Friday, June 6, 2008

Watching Bethel: A Little More In-Depth

When I started this project I found that there was a pretty was way to differentiate between night and day (pictures), which is important so there isn't five seconds of blackness between each day. Done correctly, it even adds a nice fade in and fade out between days.

The way I did this was by looking at the number of different colors in a given picture. If it was under 4,000 it was nighttime. For sure. Until December 14th. On that day the construction workers started leaving a light on that pushed the number of colors up close to 10,000. Day shots generally have 45,000-60,000 different colors (yes, in one picture). However, upping my "border" value between day and night to 10,000 pretty eliminated any fades, and still included the night shots with the light on.

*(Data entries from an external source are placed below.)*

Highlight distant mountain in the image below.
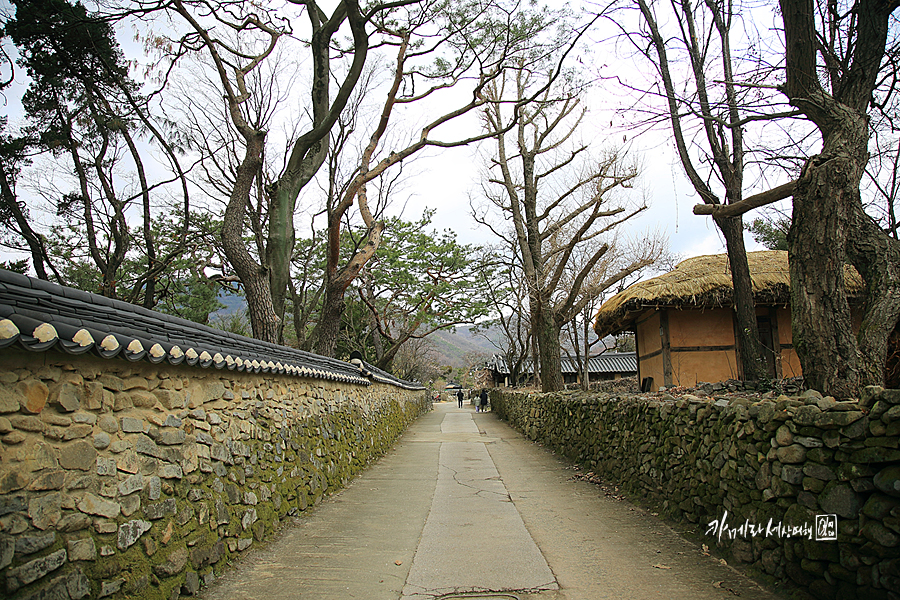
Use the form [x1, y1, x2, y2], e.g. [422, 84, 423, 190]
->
[215, 291, 247, 315]
[426, 325, 500, 368]
[210, 291, 498, 367]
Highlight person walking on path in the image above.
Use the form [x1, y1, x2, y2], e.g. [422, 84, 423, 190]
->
[457, 389, 464, 408]
[479, 389, 488, 412]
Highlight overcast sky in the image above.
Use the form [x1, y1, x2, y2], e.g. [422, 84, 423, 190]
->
[2, 0, 788, 279]
[380, 4, 789, 268]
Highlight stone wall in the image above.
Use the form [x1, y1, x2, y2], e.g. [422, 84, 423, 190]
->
[490, 387, 900, 600]
[0, 348, 428, 600]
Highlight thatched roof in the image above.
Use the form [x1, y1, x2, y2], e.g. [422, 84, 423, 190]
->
[593, 250, 863, 338]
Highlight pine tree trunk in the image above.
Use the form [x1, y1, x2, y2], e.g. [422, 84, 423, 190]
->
[267, 184, 296, 343]
[244, 271, 281, 344]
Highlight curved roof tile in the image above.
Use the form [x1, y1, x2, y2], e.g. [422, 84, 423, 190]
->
[0, 270, 423, 390]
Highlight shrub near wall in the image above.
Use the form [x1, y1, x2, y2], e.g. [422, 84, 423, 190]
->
[491, 387, 900, 600]
[0, 349, 428, 600]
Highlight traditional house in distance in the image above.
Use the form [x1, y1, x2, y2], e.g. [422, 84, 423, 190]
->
[592, 250, 862, 392]
[486, 352, 637, 387]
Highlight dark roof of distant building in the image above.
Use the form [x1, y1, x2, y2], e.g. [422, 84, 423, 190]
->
[487, 352, 637, 376]
[0, 270, 422, 390]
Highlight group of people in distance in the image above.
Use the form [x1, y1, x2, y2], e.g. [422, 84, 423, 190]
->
[456, 388, 489, 412]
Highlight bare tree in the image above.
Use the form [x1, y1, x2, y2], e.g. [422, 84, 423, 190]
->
[618, 0, 797, 382]
[479, 64, 664, 392]
[306, 0, 589, 357]
[391, 337, 440, 382]
[864, 133, 900, 241]
[154, 0, 589, 352]
[560, 238, 664, 389]
[655, 0, 900, 395]
[473, 244, 533, 387]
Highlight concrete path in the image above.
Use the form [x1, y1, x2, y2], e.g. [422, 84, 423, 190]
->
[200, 402, 788, 600]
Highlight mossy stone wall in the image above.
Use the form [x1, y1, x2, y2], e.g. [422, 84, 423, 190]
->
[0, 349, 428, 599]
[491, 387, 900, 600]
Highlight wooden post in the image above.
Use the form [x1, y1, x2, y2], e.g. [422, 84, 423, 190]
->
[661, 310, 673, 387]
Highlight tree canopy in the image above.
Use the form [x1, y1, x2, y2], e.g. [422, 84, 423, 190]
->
[5, 0, 900, 393]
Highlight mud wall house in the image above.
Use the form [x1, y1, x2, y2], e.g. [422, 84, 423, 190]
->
[592, 251, 865, 392]
[0, 269, 426, 599]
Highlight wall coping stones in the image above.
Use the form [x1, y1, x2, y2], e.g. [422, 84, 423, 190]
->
[0, 269, 422, 390]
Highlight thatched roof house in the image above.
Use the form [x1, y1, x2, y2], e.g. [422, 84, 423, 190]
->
[593, 250, 862, 391]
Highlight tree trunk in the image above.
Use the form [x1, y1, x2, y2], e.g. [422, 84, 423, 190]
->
[313, 280, 345, 357]
[581, 309, 591, 391]
[534, 295, 564, 392]
[778, 0, 899, 397]
[715, 216, 768, 382]
[220, 130, 281, 343]
[375, 341, 404, 372]
[267, 183, 298, 342]
[847, 201, 900, 387]
[788, 149, 861, 397]
[243, 270, 281, 344]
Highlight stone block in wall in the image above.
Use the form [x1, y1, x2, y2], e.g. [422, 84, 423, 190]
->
[0, 538, 12, 570]
[849, 447, 900, 463]
[10, 415, 44, 433]
[154, 547, 188, 578]
[0, 471, 27, 494]
[77, 493, 119, 519]
[28, 493, 62, 530]
[874, 465, 900, 497]
[56, 513, 90, 533]
[64, 424, 92, 441]
[155, 428, 186, 446]
[129, 391, 157, 408]
[16, 380, 48, 414]
[83, 381, 104, 411]
[15, 531, 55, 556]
[27, 470, 65, 492]
[117, 519, 151, 550]
[145, 498, 176, 520]
[5, 548, 66, 592]
[154, 389, 185, 410]
[48, 382, 81, 412]
[115, 451, 141, 475]
[67, 537, 96, 562]
[135, 434, 164, 459]
[58, 440, 97, 471]
[98, 375, 124, 392]
[0, 387, 20, 413]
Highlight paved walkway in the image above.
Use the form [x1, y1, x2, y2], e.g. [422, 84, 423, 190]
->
[201, 402, 787, 600]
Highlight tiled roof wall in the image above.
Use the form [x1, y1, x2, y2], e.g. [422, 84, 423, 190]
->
[0, 270, 422, 391]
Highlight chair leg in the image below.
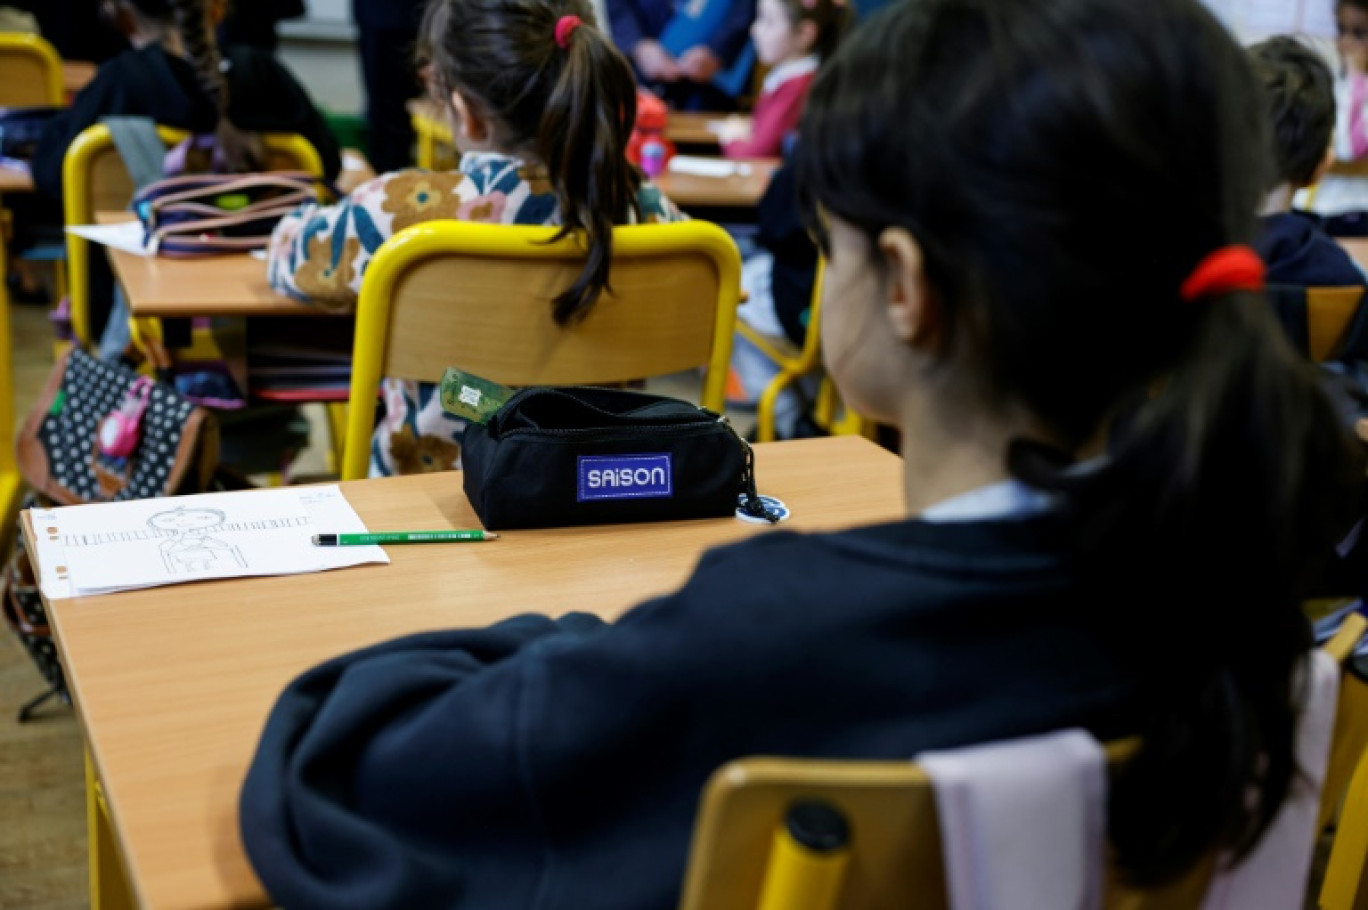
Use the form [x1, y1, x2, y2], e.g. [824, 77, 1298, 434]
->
[325, 401, 348, 476]
[16, 685, 67, 723]
[755, 370, 804, 443]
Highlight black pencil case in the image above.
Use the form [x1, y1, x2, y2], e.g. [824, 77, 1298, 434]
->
[461, 387, 769, 530]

Hence, a different method has to be chosen. I have two choices, so far as I can tell. First, determine the average lightness of a picture to decide if it ought to be included in the time lapse. Second, figure out when the construction hours are, only include those pictures and write my own script for fades. The former is much easier.

For a visual idea of what "lightness" looks like in a photo I have posted an Excel graph below. The scale on lightness of is out of 255 for technical reasons so I put a couple of percentages in to make it easier to read. Essentially, during the day the lightness is always between 55% and 63%. A lightness of zero is complete blackness, and a lightness of 100% would be pure white, so finding that the average lightness is somewhere in the middle isn't a big surprise.

The vertical axis is the lightness value of a picture (one grabbed every minute) and the horizontal axis is what minute of the say it is. A day has 1,400 minutes, so 7,200 is high noon. You can see how the day widens and narrows from the fall through the spring, although I should note that the values from October and May in the graph are not complete. Hence, I expect that the May curve would widen out a bit. Finally, the horizontal axis doesn't start at 0 or end at 1,400. They are just straight lines before and past those points respectively, so I cut them out.



P.S. I may move back to madjon.net soon. Maybe, designing a website isn't easy... But I'm also not a huge fan of Blogger anymore.